Citing Timaru as being incredibly strong talent-wise, he says he finds there's "a lot less BS" away from the larger cities.
Bowden believes, with its four-pronged format (boys under 25, girls under 25, over 25 and groups), The X Factor has something or someone to appeal to everyone.
In the latter stages of the competition, the public are going to be urged to get involved by voting for their favourites.
"I'm going to be selling the message: 'If you like someone, you've got to vote for them to stay in the competition'.

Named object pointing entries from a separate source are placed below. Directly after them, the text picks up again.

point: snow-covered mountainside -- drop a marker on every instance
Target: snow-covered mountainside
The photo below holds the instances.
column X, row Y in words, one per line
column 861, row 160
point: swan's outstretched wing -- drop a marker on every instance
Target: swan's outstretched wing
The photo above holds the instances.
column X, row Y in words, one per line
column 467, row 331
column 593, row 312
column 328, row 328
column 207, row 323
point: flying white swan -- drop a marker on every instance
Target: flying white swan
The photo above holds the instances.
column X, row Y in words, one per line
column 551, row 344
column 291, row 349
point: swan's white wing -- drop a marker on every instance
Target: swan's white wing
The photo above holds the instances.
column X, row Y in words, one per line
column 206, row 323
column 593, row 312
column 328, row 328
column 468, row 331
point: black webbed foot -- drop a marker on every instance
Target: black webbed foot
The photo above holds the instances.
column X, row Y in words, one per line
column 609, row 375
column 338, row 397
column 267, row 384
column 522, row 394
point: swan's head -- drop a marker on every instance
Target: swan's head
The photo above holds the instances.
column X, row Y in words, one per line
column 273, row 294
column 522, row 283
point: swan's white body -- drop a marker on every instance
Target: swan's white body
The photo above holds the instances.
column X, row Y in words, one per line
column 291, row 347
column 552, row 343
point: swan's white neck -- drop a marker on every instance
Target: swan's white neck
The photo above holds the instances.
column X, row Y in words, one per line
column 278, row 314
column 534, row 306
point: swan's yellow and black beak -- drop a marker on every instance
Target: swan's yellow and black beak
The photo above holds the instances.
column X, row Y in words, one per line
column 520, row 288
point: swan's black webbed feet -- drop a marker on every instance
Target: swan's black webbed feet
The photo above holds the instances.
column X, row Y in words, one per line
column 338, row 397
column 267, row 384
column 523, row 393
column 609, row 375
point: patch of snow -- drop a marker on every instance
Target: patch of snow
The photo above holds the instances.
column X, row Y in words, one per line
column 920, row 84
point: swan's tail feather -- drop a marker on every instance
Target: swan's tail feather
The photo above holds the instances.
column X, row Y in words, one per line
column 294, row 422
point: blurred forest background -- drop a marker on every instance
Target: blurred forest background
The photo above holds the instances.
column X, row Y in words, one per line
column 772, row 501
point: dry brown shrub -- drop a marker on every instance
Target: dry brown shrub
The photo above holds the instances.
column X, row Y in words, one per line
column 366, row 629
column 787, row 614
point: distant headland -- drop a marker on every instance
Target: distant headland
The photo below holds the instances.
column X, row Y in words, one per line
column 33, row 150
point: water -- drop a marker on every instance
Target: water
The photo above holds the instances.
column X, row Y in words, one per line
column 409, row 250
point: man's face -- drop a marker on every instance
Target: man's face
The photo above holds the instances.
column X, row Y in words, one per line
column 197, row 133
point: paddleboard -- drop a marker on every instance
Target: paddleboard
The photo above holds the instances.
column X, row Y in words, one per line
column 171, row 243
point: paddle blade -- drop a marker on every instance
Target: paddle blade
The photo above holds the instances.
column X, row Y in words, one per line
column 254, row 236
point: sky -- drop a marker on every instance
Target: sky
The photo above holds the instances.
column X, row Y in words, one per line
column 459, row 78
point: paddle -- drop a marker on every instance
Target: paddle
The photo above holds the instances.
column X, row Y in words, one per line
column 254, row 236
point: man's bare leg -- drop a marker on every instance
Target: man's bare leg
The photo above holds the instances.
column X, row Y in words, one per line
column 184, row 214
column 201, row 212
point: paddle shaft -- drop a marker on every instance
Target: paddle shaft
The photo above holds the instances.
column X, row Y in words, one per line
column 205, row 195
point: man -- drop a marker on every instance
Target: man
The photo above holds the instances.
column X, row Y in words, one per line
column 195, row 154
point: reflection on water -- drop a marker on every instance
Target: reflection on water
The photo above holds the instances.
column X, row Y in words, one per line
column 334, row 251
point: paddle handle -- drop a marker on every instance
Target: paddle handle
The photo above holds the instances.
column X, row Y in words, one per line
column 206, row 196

"I would also say to New Zealand, 'Get behind the format'. What we're trying to create here is someone who has the chance for musical success, someone who has the potential, with hard work and energy, to make an impact on the world stage.
"Simon [Cowell] is very focused on getting a winner who could break into the UK or the US. So, really, you're voting for someone you want to represent you internationally."
What: The X Factor NZ.
When: Sundays, 7pm, and Mondays, 7.30pm.